China Central Television in its main evening news broadcast on Thursday showed footage of a hearse carrying Jiang’s body through Shanghai, while people dressed in black – likely to have been government employees – lined the streets and bowed their heads in silence.
Authorities appeared to be confident that Jiang’s death would not spark spontaneous public mourning that could spiral out of control just days after protests in Shanghai and other cities over coronavirus restrictions.
State funerals and the commemoration of dead Chinese leaders are highly controlled by the Communist party, and spontaneous tributes among ordinary citizens have often been suppressed.
On arrival in Beijing, Jiang’s body – wearing his signature black-rimmed glasses – could be seen in a glass coffin carried out of a plane by 12 People’s Liberation Army soldiers.
Xi Jinping and other party leaders, all dressed in black and wearing white flowers on their lapels, bowed in a ceremony at a Beijing airport.
Jiang’s death was accorded the highest level of protocol, with state media referring to him as “a great Marxist and proletarian revolutionist, statesman, military strategist, diplomat, a proven communist fighter, an outstanding leader of socialism with Chinese characteristics”.
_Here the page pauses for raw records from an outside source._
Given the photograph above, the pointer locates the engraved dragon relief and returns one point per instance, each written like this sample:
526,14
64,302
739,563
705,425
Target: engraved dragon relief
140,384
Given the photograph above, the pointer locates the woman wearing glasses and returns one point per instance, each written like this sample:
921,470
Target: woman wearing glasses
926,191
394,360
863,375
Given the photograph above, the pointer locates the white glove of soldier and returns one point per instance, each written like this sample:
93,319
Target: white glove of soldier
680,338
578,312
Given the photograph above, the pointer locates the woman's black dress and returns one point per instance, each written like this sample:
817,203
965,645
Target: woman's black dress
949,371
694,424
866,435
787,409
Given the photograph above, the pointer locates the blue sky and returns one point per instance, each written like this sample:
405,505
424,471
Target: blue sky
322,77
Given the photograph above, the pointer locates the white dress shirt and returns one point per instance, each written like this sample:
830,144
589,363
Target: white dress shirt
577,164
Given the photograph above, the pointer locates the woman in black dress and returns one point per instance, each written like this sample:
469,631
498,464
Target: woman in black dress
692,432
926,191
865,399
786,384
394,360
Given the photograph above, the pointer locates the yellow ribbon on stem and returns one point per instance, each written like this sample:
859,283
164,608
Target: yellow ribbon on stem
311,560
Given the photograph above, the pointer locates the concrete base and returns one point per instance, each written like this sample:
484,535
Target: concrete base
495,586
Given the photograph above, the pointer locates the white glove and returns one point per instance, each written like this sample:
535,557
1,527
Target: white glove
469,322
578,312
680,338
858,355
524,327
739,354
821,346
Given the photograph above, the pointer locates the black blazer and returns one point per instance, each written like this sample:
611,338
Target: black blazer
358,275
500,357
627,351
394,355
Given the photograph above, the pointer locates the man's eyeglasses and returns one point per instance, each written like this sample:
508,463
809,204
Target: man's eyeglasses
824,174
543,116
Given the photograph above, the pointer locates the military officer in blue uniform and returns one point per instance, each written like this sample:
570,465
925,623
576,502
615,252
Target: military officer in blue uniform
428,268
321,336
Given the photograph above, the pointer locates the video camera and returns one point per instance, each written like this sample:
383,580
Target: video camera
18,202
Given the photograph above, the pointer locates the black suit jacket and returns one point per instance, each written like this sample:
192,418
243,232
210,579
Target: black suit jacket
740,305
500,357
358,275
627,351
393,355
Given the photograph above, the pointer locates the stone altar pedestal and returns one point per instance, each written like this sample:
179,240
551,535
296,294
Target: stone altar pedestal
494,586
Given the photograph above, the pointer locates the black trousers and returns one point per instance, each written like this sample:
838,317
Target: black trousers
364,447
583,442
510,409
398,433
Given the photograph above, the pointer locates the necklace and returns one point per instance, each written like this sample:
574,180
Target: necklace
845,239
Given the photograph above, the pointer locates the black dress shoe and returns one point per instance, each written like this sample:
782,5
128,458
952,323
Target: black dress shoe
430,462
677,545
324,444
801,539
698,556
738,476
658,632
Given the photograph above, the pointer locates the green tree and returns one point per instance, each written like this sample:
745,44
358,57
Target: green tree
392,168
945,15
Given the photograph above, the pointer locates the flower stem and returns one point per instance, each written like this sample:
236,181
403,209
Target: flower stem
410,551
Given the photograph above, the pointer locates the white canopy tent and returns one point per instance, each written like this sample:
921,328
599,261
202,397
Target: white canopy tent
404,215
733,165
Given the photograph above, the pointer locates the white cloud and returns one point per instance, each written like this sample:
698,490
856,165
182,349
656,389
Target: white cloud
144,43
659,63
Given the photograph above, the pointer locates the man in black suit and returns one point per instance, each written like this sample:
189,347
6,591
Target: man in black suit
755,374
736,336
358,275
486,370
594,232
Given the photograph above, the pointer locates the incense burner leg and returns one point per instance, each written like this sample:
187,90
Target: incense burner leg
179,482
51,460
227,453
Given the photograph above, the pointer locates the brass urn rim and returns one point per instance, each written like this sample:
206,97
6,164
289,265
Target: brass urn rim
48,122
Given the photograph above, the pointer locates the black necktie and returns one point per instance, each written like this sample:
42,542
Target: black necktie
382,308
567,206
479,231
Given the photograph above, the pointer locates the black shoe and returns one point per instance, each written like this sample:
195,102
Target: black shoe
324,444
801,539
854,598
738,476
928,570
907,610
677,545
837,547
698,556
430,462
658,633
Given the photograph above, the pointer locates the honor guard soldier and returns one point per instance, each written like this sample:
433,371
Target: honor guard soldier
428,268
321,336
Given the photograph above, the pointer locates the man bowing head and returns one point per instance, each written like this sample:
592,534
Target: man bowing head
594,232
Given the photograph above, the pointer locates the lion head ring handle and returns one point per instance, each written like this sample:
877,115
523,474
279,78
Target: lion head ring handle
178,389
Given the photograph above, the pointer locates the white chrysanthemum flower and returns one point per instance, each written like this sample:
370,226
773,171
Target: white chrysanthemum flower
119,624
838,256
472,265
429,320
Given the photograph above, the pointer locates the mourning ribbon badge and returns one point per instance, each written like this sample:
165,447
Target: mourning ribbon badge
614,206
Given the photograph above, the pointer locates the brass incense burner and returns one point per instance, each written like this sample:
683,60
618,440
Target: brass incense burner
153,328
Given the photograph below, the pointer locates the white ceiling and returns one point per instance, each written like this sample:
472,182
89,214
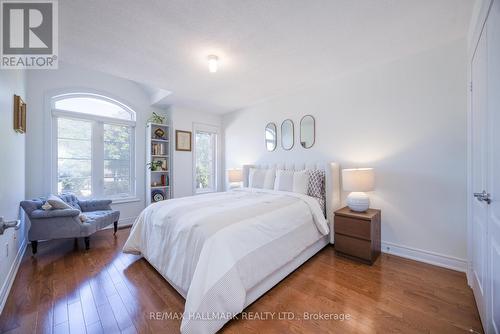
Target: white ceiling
266,47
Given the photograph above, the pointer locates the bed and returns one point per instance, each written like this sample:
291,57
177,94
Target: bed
222,251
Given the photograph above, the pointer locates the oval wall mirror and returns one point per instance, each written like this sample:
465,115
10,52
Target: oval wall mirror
307,131
287,134
271,137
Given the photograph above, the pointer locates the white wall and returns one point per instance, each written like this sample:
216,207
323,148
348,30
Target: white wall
185,119
407,119
12,182
45,83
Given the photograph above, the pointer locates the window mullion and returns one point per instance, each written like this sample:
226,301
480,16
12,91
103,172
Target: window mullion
98,160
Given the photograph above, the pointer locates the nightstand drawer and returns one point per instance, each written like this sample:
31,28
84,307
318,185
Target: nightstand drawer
353,246
353,227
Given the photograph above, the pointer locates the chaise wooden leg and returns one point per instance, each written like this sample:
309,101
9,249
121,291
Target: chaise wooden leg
34,246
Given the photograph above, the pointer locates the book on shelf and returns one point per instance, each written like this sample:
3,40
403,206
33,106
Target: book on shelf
157,149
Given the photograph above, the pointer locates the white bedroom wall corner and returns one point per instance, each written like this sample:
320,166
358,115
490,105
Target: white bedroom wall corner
11,276
13,180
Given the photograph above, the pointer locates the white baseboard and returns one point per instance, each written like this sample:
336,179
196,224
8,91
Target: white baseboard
7,285
127,221
123,222
436,259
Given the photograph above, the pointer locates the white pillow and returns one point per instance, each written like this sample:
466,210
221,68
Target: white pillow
58,203
293,181
261,178
256,178
269,179
300,182
284,180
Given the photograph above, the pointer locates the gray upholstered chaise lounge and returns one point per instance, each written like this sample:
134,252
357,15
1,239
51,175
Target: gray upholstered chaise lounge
65,223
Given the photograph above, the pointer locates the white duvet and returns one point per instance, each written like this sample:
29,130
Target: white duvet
214,248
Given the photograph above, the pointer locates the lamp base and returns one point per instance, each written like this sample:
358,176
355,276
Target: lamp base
358,201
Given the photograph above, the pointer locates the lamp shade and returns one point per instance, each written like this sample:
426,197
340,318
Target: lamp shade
234,175
358,179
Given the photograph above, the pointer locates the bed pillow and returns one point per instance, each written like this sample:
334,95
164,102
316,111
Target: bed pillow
58,203
269,179
284,180
293,181
300,182
261,178
316,187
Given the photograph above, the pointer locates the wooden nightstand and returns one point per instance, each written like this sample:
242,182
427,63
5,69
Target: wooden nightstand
357,234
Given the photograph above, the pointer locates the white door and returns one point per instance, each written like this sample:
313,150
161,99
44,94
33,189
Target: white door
486,172
493,27
479,174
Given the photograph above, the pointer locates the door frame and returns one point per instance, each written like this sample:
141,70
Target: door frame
477,25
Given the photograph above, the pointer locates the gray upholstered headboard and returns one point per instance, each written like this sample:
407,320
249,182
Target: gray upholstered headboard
332,182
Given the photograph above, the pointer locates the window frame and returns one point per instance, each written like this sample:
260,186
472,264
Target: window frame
97,143
215,131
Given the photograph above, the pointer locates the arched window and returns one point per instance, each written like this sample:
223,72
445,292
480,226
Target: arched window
94,139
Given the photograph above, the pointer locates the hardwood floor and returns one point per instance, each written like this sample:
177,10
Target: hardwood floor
67,290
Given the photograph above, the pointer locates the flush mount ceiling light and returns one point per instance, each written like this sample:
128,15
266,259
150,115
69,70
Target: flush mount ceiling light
213,63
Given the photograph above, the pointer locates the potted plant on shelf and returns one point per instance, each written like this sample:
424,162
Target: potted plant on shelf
154,166
157,119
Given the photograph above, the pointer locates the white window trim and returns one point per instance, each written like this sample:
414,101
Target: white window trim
216,131
54,114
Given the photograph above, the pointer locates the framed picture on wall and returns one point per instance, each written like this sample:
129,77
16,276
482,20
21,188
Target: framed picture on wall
19,115
182,140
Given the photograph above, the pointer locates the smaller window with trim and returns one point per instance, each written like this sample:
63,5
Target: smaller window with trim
205,152
94,143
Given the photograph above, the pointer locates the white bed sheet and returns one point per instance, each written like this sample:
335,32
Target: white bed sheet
215,248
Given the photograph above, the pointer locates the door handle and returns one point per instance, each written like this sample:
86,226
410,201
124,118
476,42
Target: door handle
483,197
16,224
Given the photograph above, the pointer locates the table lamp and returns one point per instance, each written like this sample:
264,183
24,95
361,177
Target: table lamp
358,181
State television’s hour-long main newscast on Wednesday dedicated the first 45 minutes to coverage of Jiang’s death. Tributes continued to dominate most of the main news on Thursday. Jiang’s death also occupied the first two pages of the party mouthpiece People’s Daily. State media said a memorial service would be held at 10am on 6 December and members of the public were expected to observe a three-minute silence to the sound of sirens.
The high-profile official commemoration is a striking contrast to how the party handled the death of his predecessor, Zhao Ziyang, a sympathiser of the Tiananmen pro-democracy movement that was crushed by the military in 1989.
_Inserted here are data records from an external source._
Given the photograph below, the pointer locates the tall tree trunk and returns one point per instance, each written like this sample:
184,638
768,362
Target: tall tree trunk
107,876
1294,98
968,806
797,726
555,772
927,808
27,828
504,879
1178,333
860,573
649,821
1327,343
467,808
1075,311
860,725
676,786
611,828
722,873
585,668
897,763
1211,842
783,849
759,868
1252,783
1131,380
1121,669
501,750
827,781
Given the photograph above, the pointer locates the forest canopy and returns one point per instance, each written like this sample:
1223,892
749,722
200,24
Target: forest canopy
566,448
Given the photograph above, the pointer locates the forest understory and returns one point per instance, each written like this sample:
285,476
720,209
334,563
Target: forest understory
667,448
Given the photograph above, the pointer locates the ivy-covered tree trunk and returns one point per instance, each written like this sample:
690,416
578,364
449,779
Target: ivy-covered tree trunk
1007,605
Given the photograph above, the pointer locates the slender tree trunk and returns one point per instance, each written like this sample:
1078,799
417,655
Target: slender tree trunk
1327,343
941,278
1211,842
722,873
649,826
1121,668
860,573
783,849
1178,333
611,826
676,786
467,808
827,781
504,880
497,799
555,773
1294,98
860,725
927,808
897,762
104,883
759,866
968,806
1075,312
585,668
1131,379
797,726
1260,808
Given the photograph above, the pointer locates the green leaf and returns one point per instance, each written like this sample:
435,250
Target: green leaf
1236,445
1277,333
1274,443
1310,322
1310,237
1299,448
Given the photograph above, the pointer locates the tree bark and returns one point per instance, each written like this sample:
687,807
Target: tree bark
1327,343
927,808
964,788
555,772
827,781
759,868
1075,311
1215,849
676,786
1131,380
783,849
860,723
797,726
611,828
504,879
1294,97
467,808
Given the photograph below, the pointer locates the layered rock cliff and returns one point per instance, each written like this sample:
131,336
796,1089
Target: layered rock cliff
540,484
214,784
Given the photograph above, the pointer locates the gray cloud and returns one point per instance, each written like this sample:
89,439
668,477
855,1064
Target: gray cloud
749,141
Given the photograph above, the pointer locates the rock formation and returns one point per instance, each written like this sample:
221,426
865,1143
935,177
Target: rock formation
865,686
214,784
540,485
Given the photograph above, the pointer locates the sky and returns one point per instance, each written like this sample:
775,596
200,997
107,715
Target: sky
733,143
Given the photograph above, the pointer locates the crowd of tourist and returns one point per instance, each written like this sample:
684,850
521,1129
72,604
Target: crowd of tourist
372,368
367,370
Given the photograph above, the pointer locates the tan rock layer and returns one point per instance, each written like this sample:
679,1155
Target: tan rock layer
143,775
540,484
He was ousted for his “political mistake” after the crackdown and was put under house arrest for 16 years until his death in 2005, which was a highly hushed-up affair. State TV announced his death at the end of newscasts in one sentence and the People’s Daily placed the one-sentence announcement above the weather report on the back page.
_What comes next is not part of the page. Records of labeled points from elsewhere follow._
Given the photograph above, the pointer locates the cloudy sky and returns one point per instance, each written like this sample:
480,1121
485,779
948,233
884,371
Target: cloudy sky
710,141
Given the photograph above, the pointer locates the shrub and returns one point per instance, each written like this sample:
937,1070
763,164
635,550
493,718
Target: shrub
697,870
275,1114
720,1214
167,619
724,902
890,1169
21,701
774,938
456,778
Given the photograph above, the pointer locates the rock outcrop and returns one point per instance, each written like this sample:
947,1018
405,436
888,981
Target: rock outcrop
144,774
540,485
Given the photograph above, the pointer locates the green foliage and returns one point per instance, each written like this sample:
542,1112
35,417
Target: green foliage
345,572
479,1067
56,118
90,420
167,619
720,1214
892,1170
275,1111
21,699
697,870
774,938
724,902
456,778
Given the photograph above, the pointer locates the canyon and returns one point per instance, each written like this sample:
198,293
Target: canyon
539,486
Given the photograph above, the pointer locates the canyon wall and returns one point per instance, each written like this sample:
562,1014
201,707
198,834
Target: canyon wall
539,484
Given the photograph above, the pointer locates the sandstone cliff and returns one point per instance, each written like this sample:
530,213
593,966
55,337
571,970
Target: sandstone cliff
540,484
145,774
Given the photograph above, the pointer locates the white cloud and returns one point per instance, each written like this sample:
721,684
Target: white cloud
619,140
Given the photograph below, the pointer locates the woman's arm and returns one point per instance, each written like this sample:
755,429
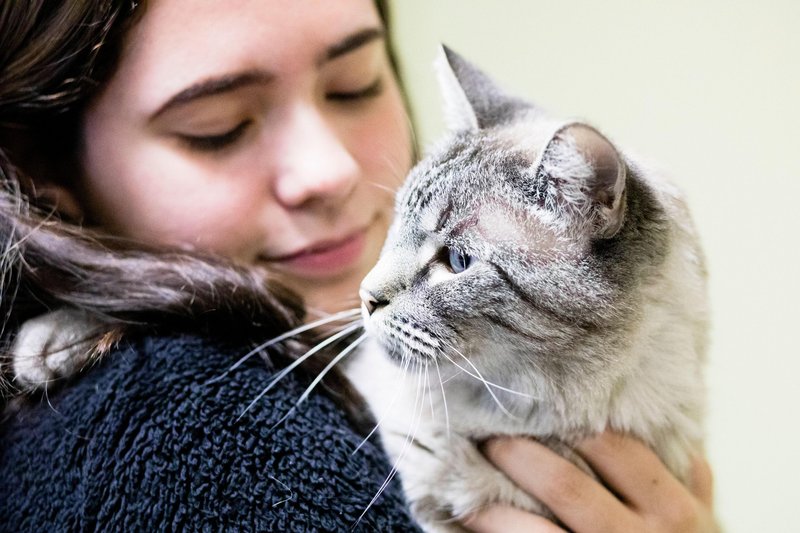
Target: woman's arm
642,495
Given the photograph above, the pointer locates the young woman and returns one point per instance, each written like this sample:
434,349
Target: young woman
183,162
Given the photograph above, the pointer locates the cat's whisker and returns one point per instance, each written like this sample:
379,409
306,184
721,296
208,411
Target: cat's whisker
289,334
386,413
444,400
383,187
300,360
407,443
480,378
336,360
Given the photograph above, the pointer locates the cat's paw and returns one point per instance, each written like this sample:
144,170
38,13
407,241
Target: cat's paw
52,346
449,478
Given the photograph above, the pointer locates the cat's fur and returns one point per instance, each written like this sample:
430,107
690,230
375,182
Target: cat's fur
585,295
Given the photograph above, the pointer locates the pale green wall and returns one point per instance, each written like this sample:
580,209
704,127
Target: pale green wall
710,91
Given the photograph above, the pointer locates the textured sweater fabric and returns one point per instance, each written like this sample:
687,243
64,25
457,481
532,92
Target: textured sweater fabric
143,442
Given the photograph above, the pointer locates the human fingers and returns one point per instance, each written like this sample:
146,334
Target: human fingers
579,501
656,496
506,519
701,481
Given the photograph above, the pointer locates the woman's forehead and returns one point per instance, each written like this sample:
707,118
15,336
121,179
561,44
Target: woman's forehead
178,43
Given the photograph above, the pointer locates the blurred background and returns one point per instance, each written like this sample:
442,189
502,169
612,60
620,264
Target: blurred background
710,91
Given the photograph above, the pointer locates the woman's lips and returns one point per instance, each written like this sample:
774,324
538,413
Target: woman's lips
326,258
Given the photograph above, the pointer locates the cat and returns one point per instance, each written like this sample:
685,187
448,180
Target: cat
535,282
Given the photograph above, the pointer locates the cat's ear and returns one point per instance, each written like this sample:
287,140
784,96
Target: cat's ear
472,100
593,175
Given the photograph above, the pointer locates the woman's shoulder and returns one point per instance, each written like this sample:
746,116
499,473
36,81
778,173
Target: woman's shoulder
160,433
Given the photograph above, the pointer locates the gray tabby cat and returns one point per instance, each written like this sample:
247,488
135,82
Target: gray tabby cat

Security posts were placed on every street corner along the 2.5-mile Avenue of Eternal Peace on the day of Zhao’s unpublicised funeral, where police, security and neighbourhood officers were on guard to take action against any display of spontaneous mourning. Dozens gathered near the funeral venue were barred from going closer, dissidents were confined to their homes, and foreign journalists were followed by police.
Chinese authorities were wary of the same kind of public mourning that broke out in April 1989 when Zhao’s predecessor, Hu Yaobang, died. The mourning of the liberal leader on Tiananmen Square morphed into a nationwide pro-democracy movement, which was brutally put down by the military on 4 June.
Jiang replaced Zhao as party chief, elevated by the then paramount leader, Deng Xiaoping, for his loyalty and his crackdown on pro-democracy activities in Shanghai, where he was party secretary at the time.
Analysts say Jiang, a party conservative albeit possessed with flair and showmanship, was a very different kind of leader. “Jiang was very different from Hu Yaobang and Zhao Ziyang. Hu was highly respected for having been ousted for his liberalisation initiatives,” said Prof Chung Kim-wah, a social scientist formerly with the Hong Kong Polytechnic University. “In terms of reverence and mourning, people are unlikely to have the same feelings [about Jiang]. I don’t think they are worried about it.”